The recent study cited above found that one-third of renters actively looking for apartments are seeking virtual tours. Having video listings, offering live virtual property tours, and communicating with tenants through virtual means (teleconferencing, email, or text) can keep everyone safe while still allowing you to increase interest in available units. If you can have everyone sign the lease virtually and make deposits or rent payments online, as well, you’ll make the process that much easier for tech-savvy tenants while minimizing health risks.

Consider What the Market Will Bear

Since March, unemployment rates spiked from 3.5% to 11.1%, with a real rate of 18%. Although some people haven’t suffered too greatly as a result of the pandemic-related economic downturn, the majority of prospective tenants you’ll talk to will probably be on a stricter budget. Even if they haven’t lost their jobs, they may be actively trying to increase their savings in case of a second wave. Affordable properties are definitely easier to rent in our current economy. The aforementioned survey found that 35% of those involved lost their jobs or experienced a pay cut during the pandemic.

While that doesn’t mean you can afford to lose a lot on an apartment, keep in mind that you’ll end up losing considerably more if a unit stays vacant for months on end. If you can stand to lower the rental price a bit, this could be of great benefit to you. In Manhattan, which is one of the most expensive places to rent nationwide, landlords have been slashing rental prices and offering other incentives as a way to fill vacancies. Some have even offered free rent for the first month or so. Although that may not be possible (or even necessary) in your situation, think about how you can make an apartment even more attractive (and financially feasible) to the average tenant. If the current rental price isn’t something the market in your area will bear, you may need to compromise in order to access a steady income stream.

Show Your Commitment to Health and Safety

Prospective tenants may feel more comfortable renting from you if you show how much you care about the health of those who occupy your units. You can accomplish this in a number of ways. Wearing masks and practicing social distancing during any face-to-face interactions can help, while taking care of basic maintenance and upgrades before showing the apartment can minimize the interactions that your staff will need to have once tenants move in. Highlighting your commitment to cleaning — from sanitizing common surfaces to cleaning HVAC units — can also go a long way.

If a potential tenant has indicated they’ll be working from home, you can provide them with the resources they need to set up their internet connection or make an effort to soundproof the unit so they can easily conduct business. Even small gestures, like letting them know they can come to you if they lose their job or if they need help securing essential supplies, can help tenants feel more secure about renting a vacant apartment. Let them know that you take their safety seriously and that you’ll make every effort to protect their health while they live on your property.
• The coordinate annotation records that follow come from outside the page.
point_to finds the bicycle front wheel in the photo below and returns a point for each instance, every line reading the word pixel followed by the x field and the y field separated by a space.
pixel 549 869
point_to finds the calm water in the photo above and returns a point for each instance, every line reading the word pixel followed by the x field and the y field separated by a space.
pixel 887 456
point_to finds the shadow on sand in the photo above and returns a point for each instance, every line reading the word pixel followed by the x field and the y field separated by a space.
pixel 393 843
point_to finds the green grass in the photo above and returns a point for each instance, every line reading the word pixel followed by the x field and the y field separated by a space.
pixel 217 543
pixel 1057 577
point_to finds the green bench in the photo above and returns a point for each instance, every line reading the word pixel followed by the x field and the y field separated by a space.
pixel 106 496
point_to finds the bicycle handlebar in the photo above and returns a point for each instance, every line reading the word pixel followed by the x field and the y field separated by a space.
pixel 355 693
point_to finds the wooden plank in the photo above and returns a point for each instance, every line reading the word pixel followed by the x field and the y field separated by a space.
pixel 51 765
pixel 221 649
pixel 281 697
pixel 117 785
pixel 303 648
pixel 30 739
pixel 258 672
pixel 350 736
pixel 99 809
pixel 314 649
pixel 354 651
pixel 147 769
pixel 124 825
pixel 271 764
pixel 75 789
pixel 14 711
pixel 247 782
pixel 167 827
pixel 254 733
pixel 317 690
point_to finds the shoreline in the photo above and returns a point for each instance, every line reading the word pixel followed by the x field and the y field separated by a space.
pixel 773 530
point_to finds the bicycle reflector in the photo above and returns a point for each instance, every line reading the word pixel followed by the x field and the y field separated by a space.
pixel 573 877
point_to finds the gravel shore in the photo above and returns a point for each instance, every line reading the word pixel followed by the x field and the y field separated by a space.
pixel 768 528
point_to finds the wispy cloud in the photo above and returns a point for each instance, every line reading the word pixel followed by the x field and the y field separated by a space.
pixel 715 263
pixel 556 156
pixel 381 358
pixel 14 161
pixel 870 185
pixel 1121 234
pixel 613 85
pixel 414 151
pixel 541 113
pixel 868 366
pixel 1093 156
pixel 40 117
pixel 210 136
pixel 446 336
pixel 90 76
Showing this sense of compassion and care can serve as a real incentive to rent from you.

Finding tenants for available units won’t always be easy, especially in the middle of a health crisis. But if you keep these tips in mind, you can appeal to those who are actively looking for housing while boosting your reputation within the community.

This article contains general information and does not contain legal advice. Buy It, Rent It, Profit is not a substitute for an attorney or law firm. The law is complex and changes often. For legal advice, please ask a lawyer.